El Concha se reía sin
maldad, como un chico.
Traté de desviar su
atención, pero el Concha no quería perder bocado.
—...en los medios,
sobre todo, la figura del joven delincuente. Es decir, se construye al
adolescente de los barrios bajos como estereotipo de criminal. Una compañera,
que milita cerca de una villa, nos cuenta que la cana los para por portación de
cara, sólo por eso...
El Concha se puso serio.
—Este es un pelotudo...
—me dijo.
—¿Por qué decís eso,
Concha? Es cierto que en los medios se construye la figura del joven
delincuente, se los criminaliza sólo por presunción...
El Concha explotó en
una carcajada.
—Pero Eduardo, no seas
gil... Te parecés a un vecino medio mogólico que tengo. Es un pendejo de esos
que hablan —y empezó a imitar— “ehhh, guachíiin, alta yaanta, re-gaaaatooo, alto
guiiisooo”, así, como lo hago yo ahora, empujando la pera para adelante.
Intentalo, fijate que si empujás la pera para adelante te va a salir...
No lo iba a hacer.
—Bueno, este pibe anda
con el atuendo reglamentario de esta gente: ropa deportiva, zapatillas
faroleras, buzo con capucha y gorrita. La capucha, claro, siempre puesta encima
de la gorra.
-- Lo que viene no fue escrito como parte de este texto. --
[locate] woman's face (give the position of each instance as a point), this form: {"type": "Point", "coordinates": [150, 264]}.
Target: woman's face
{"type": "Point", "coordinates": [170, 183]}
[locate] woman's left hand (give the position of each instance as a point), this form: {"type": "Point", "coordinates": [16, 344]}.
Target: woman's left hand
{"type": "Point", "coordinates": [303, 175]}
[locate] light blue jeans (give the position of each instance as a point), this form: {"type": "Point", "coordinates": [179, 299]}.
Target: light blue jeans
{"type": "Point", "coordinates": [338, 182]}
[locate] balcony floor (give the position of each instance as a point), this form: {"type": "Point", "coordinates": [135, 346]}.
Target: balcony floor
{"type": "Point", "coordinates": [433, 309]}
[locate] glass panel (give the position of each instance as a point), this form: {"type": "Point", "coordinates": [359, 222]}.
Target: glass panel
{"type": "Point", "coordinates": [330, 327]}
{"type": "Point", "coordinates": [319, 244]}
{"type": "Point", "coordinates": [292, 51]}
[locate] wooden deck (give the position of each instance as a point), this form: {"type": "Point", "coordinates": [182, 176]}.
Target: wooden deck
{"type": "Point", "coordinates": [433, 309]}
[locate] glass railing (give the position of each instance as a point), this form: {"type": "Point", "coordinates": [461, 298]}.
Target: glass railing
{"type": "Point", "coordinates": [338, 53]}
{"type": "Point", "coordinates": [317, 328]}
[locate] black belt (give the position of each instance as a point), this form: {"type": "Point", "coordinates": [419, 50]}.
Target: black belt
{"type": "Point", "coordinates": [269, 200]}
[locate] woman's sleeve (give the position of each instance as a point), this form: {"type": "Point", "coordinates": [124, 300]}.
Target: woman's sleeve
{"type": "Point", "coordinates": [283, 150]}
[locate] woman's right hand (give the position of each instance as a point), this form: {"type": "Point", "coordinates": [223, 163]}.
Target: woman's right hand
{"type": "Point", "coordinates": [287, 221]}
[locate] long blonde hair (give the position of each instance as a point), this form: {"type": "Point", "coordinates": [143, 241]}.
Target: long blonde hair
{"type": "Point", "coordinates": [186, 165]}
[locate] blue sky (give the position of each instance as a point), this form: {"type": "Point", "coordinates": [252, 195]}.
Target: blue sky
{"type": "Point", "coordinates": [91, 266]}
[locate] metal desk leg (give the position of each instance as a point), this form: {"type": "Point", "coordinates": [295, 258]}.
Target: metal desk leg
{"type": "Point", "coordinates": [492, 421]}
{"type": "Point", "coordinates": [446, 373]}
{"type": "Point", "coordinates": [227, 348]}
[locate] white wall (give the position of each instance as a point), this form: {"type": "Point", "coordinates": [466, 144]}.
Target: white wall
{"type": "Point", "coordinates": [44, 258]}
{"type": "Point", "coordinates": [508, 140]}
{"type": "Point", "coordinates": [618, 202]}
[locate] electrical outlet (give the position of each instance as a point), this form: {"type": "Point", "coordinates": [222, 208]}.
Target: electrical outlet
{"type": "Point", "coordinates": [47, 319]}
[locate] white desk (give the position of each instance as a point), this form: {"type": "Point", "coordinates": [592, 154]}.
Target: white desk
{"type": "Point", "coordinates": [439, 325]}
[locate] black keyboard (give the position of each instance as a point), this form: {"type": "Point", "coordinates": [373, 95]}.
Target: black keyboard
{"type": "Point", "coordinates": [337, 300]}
Tiene la jeta toda agujereada con esos piercings que tienen como
una cabeza de alfiler de colores ¿viste? Y lo peor: siempre con un celular de
esos que tienen un parlantito para poner cumbia a todo trapo.
“Bueno, resulta que dos
por tres lo encuentro abajo del edificio al pibito, y un día me comenta al
pasar –porque siempre algo charlamos– que habitualmente lo para la policía. Quilombo
que hay, lo paran a él. Alguien en el subte grita ʻme chorearonʼ, y lo atajan a
él.
“¿Sabés qué pasa,
Corky? le dije. Te paran y te van a seguir parando, porque vos, aunque no
afanás, escuchás música que habla de afanar, te vestís como pibe chorro y
hablás como pibe chorro. Si te vistieras con un traje a rayas blanco y negro y
salieras corriendo por la calle también te van a parar ¿entendés? Si te ponés
un estetoscopio y un ambo, te van a llamar doctor; si te ponés una remera toda
sucia y un pantalón sin cinturón que haga que al agacharte se te vea la raya
del culo, van a pensar que sos mecánico o plomero ¿me seguís?
“Ahora, imaginate que
vengo yo y te digo que me puse portaligas, botas hasta la rodilla y corpiño y
que me fui a caminar por los bosques de Palermo pero que la pasé re-mal, porque
me corrieron para ojetearme y meterme la poronga en la boca... Sería un boludo
¿no?”
El Concha siguió un
buen rato con su explicación. Yo, mientras, me lo imaginaba al pequeño cumbiero
escuchándolo al Concha dar cátedra acerca de, como él recalcaba, las diferencias
entre ser una víctima del prejuicio y del estigma y ser un pelotudo.
Cuando terminó de
explayarse comencé a sentir el cansancio que sigue a un día de nerviosismo. Bostecé
un par de veces. El Congreso había terminado para mí.
Nos fuimos hasta la
parada de subte de la línea A. Viajamos juntos hasta Loria, cuando el Concha se
bajó. Antes de despedirse, me dijo que se había quedado con las ganas de
escuchar una ponencia.
—¿Cuál? —le pregunté.
Ya afuera del subte, sacando
el programa de su bolsillo, me leyó el título:
—“Peteco, petardo,
Pettinato, Pettoruti, Petersburgo: alternancia de eufemismos de la felación en
la cultura popular contemporánea”.
El subte comenzó a
alejarse y el Concha no paraba de reírse. No supe en ese momento –y tampoco
quise corroborar– si se trataba de un fiasco muy elaborado del Concha o de un
síntoma de decadencia de la academia.
Esa noche, debo
confesarlo, me puse frente al espejo del baño, empujé la pera hacia adelante y dije
“alto guiso”. No me pude dormir hasta bien entrada la madrugada.